July 7, 2014, 11:24 am

Hi,
I'm Stucked between the HX50v or TZ60.
I aklready own the Nex 5, but loking for a more copact prtable camera with super zoom to ger closest to details. I would like to know which of both gets better images and also have much more better images at low light.
Should I get the sony Hx50 or Tz60..... A little help please...

GregP507

January 10, 2015, 2:44 pm

I now own this camera and several of it's predecessors. I was saddened at first by the loss of the touch-screen, but then I realized that I never actually used it. My primary reason for owning these cameras was for my work outdoors in the environmental field, where a shirt-pocket size and a good IA mode delivers great and reliable pictures where time to set up a good shot often doesn't exist.

Many scenes in the forest are very challenging because of harsh lighting conditions, but the HDR-mode stitches together an excellent photo from multiple frames. Geo-tagging is also a welcome feature for this application, and I'm hoping this one will perform better than the last one, by also using GLONASS. Too often, I found that the previous camera had failed to lock on a GPS location, and the coordinates tagged in the photo were wrong.
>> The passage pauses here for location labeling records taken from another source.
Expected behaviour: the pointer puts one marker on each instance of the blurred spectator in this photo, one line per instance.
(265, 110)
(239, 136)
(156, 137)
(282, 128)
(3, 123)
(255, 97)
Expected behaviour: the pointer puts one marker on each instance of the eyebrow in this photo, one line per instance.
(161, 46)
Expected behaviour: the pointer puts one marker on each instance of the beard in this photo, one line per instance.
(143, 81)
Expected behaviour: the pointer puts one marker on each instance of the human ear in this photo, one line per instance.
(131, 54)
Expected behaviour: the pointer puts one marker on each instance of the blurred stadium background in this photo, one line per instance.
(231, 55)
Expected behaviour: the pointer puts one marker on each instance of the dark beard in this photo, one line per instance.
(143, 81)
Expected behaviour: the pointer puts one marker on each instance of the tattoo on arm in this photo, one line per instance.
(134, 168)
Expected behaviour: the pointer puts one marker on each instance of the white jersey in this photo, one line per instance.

The optical zoom is another necessity for this application, and I'm glad to have upgraded to 30X. In my work, shots from a distance are often the only way to capture a landscape which is inaccessible due to terrain or wetlands. The quality of these shots is sure to improve with this camera.

One of my problems over the years has been the lack of an electronic viewfinder on cameras like this. I have larger cameras with EVFs, but they are too awkward to carry on long hikes while carrying other equipment. The rear viewfinder-screen is often useless in sunlight, and results in too much guessing about the contents of frame. This one adjusts easily to perfect focus and is easily usable without removing my glasses.
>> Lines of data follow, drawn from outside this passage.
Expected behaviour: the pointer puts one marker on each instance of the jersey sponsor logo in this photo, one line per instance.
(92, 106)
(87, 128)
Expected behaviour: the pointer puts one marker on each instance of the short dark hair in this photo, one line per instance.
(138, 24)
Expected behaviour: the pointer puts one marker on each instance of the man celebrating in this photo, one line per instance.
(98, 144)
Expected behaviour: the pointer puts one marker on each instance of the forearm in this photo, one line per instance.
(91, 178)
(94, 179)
Overall, I like it, even though I haven't used it much so far. It seems to fit the bill even better than before.

P Salkeld

January 21, 2015, 1:15 pm

I have bought the DMC TZ60 and was able to charge the battery separate from the camera using a Panasonic DE-A40 charger I had for an older Lumix model. You will have to trim off part of the plastic housing on the charger to account for the bigger size, however IT DOES WORK WELL. Not having a dedicated charger for spare batteries is a real pain!

leprechaun_himself

February 6, 2015, 2:50 pm

I bought the TZ60 from Currys/PCWorld on the strength of its photographic capabilities, regarding the Wi-fi facility as a bonus. It takes grand pictures, but DO NOT even try to use wi-fi. It does not automatically log in to my LAN when brought within range like my Samsung Galaxy S4 does, and it does not automatically upload new photos into Dropbox like my Galaxy S4 does. One has to manually log in to the LAN (taking 3 or 4 minutes) and then access a pre-set up menu (which took me 3 days to create) before file transfer takes place. It is a great deal simpler and faster to just use the USB cable and let Dropbox extract new photos from your memory card for itself.
The technical support desk of Currys/PCWorld could offer nothing more constructive than to take it back and get a refund!
Having taken some photographs, I am glad I did not take their advice.
The wi-fi aspect aside, the camera is a gem.

Jason Ballard

May 26, 2016, 10:12 am

Having been pleased with my old TZ10, I purchased a TZ60 at the beginning of December.

I was struggling to get decent pictures out of the TZ60 right from the off but put it down to lack of familiarity with the camera. I eventually realised that the camera could not take clear images when the zoom was extended beyond 160mm - the images were blurred on the left hand side across about a quarter of the image.

I contacted Panasonic who directed me to return it to the authorised repairer. I have just got it back and its worse than ever.

I note that the excellent little TZ10 was made in Japan but that the TZ60 is made in China. Unfortunately, I think Panasonic must have dropped their Quality Control personnel over the side when they moved production overseas.

The TZ60 is easily the worst camera I have ever bought and I will not be using it.